Sviluppato come un dialogo a tre tra un pittore, un letterato ed un teologo, il libro si dipana in una sottile e quasi cervellotica classificazione delle arti basata su definizioni prese a prestito dai filosofi greci, su tutti Platone, secondo un gusto per la catalogazione e la speculazione tipico della cultura del Cinque e Seicento nell'Europa meridionale.
Al termine del suo percorso l'autore arriva ad individuare due categorie d'arte: l'icastica, che imita il vero naturale (più propria della pittura), e la fantastica, che inventa cose immaginarie (più propria della poesia).
Sincero estimatore e della tavolozza e della penna, però non si spinge mai a stabilire una superiorità tra le due muse.

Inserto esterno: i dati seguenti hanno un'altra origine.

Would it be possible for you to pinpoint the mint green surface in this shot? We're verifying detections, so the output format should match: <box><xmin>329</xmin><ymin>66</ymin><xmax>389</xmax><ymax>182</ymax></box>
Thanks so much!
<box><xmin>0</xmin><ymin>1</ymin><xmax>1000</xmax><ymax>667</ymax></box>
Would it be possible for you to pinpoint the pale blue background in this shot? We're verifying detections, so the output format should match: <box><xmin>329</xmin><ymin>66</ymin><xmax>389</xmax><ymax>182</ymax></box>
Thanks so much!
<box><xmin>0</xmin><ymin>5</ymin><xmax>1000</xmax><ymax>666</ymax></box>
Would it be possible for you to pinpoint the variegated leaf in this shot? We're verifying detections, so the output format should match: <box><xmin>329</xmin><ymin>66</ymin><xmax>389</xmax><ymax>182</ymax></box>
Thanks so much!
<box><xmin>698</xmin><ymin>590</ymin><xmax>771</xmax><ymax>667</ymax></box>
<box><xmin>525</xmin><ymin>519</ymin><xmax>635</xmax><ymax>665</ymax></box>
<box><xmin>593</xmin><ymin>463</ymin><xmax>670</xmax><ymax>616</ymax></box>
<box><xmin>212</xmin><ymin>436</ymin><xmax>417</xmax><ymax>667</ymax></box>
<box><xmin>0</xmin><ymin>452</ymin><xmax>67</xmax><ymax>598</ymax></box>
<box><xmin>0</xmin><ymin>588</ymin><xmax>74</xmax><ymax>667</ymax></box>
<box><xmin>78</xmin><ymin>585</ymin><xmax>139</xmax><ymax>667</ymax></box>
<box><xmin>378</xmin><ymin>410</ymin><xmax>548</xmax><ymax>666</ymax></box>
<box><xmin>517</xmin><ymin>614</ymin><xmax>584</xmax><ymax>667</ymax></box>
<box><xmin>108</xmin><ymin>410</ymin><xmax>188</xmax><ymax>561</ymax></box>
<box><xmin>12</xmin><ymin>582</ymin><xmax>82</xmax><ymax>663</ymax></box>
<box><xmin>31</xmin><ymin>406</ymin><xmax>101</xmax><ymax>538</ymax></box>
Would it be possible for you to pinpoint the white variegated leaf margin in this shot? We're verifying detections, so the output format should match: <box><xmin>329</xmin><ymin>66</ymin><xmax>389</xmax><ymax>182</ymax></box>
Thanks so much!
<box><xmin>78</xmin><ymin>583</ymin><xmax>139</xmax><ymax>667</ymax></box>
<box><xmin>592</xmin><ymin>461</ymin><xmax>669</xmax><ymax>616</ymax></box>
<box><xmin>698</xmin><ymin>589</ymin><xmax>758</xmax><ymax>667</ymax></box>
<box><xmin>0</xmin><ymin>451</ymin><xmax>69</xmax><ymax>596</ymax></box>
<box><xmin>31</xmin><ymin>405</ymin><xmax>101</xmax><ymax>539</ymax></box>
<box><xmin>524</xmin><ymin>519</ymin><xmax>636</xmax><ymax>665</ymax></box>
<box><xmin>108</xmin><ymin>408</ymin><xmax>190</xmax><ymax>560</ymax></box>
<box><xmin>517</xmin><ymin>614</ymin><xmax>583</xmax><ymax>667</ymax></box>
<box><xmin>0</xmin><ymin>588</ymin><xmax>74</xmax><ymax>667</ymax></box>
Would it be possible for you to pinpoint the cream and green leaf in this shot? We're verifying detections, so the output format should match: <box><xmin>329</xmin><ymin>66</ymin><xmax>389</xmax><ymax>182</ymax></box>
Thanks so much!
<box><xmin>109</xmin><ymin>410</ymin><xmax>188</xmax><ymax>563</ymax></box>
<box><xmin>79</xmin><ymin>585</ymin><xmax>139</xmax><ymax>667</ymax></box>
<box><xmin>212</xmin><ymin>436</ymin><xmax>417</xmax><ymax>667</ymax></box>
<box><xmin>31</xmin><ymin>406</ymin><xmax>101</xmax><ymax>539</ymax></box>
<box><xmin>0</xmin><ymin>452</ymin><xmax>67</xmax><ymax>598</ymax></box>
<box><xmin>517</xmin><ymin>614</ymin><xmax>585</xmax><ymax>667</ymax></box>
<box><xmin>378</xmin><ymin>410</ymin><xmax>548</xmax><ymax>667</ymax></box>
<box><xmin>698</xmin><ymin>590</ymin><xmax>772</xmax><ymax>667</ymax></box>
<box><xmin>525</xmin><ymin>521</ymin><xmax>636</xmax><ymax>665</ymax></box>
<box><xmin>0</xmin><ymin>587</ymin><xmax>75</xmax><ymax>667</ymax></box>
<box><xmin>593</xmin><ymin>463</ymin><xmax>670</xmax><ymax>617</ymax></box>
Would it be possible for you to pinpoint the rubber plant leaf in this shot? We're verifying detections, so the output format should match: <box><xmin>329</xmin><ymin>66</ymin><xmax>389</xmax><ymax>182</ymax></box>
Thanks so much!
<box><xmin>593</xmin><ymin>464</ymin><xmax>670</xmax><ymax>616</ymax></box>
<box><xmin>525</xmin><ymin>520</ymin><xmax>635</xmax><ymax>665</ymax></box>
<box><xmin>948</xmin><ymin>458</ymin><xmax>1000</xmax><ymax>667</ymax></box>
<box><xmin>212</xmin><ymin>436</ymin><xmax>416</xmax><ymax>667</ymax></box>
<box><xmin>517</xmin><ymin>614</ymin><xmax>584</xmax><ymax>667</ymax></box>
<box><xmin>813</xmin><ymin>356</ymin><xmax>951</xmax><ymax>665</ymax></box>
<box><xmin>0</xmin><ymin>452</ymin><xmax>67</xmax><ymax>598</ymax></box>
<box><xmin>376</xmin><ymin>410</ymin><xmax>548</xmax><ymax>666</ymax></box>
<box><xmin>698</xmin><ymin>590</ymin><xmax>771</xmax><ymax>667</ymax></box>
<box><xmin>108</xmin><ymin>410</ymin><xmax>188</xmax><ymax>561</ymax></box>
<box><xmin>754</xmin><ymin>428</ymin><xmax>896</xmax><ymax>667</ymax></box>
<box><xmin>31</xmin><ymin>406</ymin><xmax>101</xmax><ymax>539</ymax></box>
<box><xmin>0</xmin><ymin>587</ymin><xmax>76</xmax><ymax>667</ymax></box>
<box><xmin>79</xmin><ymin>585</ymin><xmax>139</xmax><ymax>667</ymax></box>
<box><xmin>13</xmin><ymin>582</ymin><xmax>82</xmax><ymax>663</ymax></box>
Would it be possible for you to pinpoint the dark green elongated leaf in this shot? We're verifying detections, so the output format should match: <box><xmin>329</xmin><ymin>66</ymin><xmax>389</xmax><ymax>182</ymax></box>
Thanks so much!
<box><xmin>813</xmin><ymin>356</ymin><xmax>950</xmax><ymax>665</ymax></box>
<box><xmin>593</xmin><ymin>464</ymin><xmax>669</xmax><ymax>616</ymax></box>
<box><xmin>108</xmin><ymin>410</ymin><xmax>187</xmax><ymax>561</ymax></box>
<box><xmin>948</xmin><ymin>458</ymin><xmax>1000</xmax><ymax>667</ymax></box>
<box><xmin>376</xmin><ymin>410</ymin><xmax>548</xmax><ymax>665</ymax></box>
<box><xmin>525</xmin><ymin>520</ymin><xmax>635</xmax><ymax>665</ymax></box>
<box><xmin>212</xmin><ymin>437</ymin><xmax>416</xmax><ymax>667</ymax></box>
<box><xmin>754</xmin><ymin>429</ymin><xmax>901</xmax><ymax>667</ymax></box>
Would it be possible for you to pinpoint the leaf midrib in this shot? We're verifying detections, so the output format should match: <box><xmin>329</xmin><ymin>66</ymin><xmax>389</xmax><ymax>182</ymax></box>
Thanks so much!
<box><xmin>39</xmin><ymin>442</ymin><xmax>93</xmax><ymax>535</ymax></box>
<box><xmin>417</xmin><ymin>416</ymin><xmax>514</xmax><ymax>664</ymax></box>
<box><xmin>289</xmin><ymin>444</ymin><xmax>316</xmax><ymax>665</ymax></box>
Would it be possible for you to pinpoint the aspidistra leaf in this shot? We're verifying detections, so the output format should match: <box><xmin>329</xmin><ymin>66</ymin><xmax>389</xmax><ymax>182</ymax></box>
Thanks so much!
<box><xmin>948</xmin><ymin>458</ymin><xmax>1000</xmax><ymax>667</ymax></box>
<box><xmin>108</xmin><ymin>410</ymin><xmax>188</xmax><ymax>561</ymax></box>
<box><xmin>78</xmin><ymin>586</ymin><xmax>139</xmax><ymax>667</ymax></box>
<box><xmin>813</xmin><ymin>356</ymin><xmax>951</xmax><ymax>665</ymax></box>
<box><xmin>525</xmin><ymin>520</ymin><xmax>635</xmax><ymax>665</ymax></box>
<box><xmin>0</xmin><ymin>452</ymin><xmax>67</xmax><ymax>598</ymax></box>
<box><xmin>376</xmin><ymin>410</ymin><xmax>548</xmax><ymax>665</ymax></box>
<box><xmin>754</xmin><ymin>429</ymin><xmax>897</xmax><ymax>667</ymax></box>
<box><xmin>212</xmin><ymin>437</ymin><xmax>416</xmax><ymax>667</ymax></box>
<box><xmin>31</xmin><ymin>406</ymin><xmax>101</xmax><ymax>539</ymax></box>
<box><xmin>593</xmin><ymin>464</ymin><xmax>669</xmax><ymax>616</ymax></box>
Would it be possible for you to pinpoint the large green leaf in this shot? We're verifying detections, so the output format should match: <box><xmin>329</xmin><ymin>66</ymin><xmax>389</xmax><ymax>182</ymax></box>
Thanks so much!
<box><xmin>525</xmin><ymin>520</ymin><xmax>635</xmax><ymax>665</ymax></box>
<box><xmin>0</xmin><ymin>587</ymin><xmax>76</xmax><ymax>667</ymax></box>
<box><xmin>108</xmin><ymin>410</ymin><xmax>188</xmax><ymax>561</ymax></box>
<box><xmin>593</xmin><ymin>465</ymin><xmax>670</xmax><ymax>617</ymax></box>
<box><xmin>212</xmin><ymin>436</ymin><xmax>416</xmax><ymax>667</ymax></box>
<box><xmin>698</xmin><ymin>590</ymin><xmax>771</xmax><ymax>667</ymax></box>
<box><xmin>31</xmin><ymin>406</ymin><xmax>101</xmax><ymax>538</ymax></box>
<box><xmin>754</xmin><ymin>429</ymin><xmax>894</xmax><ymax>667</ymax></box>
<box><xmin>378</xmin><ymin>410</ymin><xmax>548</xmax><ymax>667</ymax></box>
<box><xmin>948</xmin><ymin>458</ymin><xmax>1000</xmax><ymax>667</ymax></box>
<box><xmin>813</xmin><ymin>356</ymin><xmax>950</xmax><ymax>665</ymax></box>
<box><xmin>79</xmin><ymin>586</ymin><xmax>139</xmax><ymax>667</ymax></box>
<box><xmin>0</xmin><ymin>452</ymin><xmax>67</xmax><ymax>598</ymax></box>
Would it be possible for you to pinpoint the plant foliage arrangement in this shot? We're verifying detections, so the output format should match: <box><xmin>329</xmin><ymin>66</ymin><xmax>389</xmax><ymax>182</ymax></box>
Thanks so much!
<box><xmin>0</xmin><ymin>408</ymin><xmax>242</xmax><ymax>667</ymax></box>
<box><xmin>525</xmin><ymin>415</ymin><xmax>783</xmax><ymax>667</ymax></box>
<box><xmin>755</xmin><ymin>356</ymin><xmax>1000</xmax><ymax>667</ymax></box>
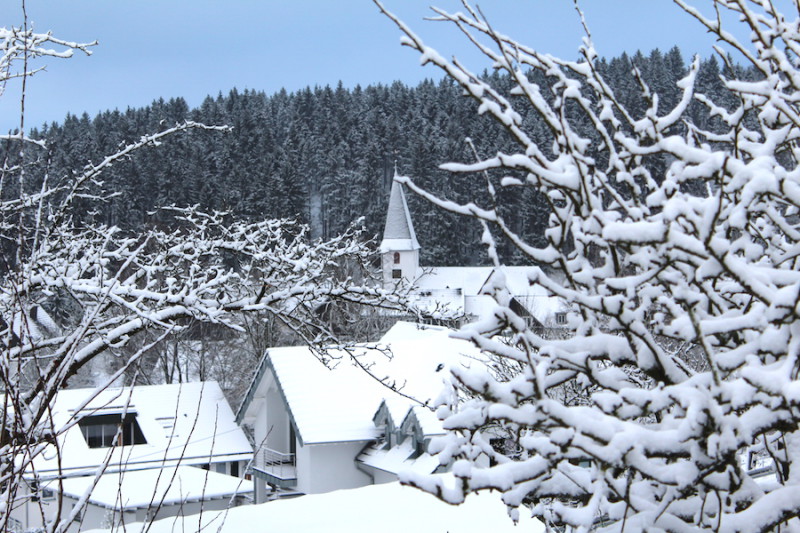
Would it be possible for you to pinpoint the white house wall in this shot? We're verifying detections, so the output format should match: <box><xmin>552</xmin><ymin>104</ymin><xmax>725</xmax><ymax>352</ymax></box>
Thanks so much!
<box><xmin>63</xmin><ymin>496</ymin><xmax>236</xmax><ymax>533</ymax></box>
<box><xmin>297</xmin><ymin>442</ymin><xmax>372</xmax><ymax>494</ymax></box>
<box><xmin>264</xmin><ymin>387</ymin><xmax>289</xmax><ymax>453</ymax></box>
<box><xmin>383</xmin><ymin>250</ymin><xmax>419</xmax><ymax>287</ymax></box>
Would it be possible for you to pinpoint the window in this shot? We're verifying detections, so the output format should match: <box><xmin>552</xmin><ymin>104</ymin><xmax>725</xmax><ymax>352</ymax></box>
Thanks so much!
<box><xmin>78</xmin><ymin>413</ymin><xmax>147</xmax><ymax>448</ymax></box>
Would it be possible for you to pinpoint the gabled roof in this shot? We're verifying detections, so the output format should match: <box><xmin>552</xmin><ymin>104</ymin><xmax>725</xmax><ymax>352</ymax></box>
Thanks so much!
<box><xmin>50</xmin><ymin>466</ymin><xmax>253</xmax><ymax>511</ymax></box>
<box><xmin>104</xmin><ymin>478</ymin><xmax>545</xmax><ymax>533</ymax></box>
<box><xmin>237</xmin><ymin>322</ymin><xmax>488</xmax><ymax>445</ymax></box>
<box><xmin>381</xmin><ymin>181</ymin><xmax>419</xmax><ymax>253</ymax></box>
<box><xmin>34</xmin><ymin>381</ymin><xmax>253</xmax><ymax>478</ymax></box>
<box><xmin>414</xmin><ymin>266</ymin><xmax>569</xmax><ymax>325</ymax></box>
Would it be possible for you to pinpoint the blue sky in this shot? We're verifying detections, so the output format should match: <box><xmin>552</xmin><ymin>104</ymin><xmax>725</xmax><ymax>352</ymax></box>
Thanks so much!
<box><xmin>0</xmin><ymin>0</ymin><xmax>744</xmax><ymax>131</ymax></box>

In lui anzi la pratica stessa della rima è da considerarsi sempre strettamente collegata agli studi e all'interesse per l'arte figurativa.
Per capire meglio quanto stiamo esprimendo potrà essere molto utile prestare attenzione ai seguenti versi tratti dal suo canzoniere:
Son io Flora, o pur fiori? / Se fior, come di Flora / ho la sembianza, e ‘l riso? e s’io son Flora, / come Flora è sol fiori? / Deh, né fiori son io, né men son Flora: / anzi son Flora, e fiori: / mille fiori, una Flora; / però, che i fior fan Flora, e Flora i fiori. / Sai come? i fior in Flora / cangiò saggio pittore, e Flora in fiori
.
Si tratta della trasposizione lirica del dipinto noto appunto come La Flora di Giuseppe Arcimboldo, l'amico pittore milanese apprezzato più alla corte imperiale di Praga che in patria e passato alla storia per i suoi ritratti composti di ortaggi, vegetali, libri.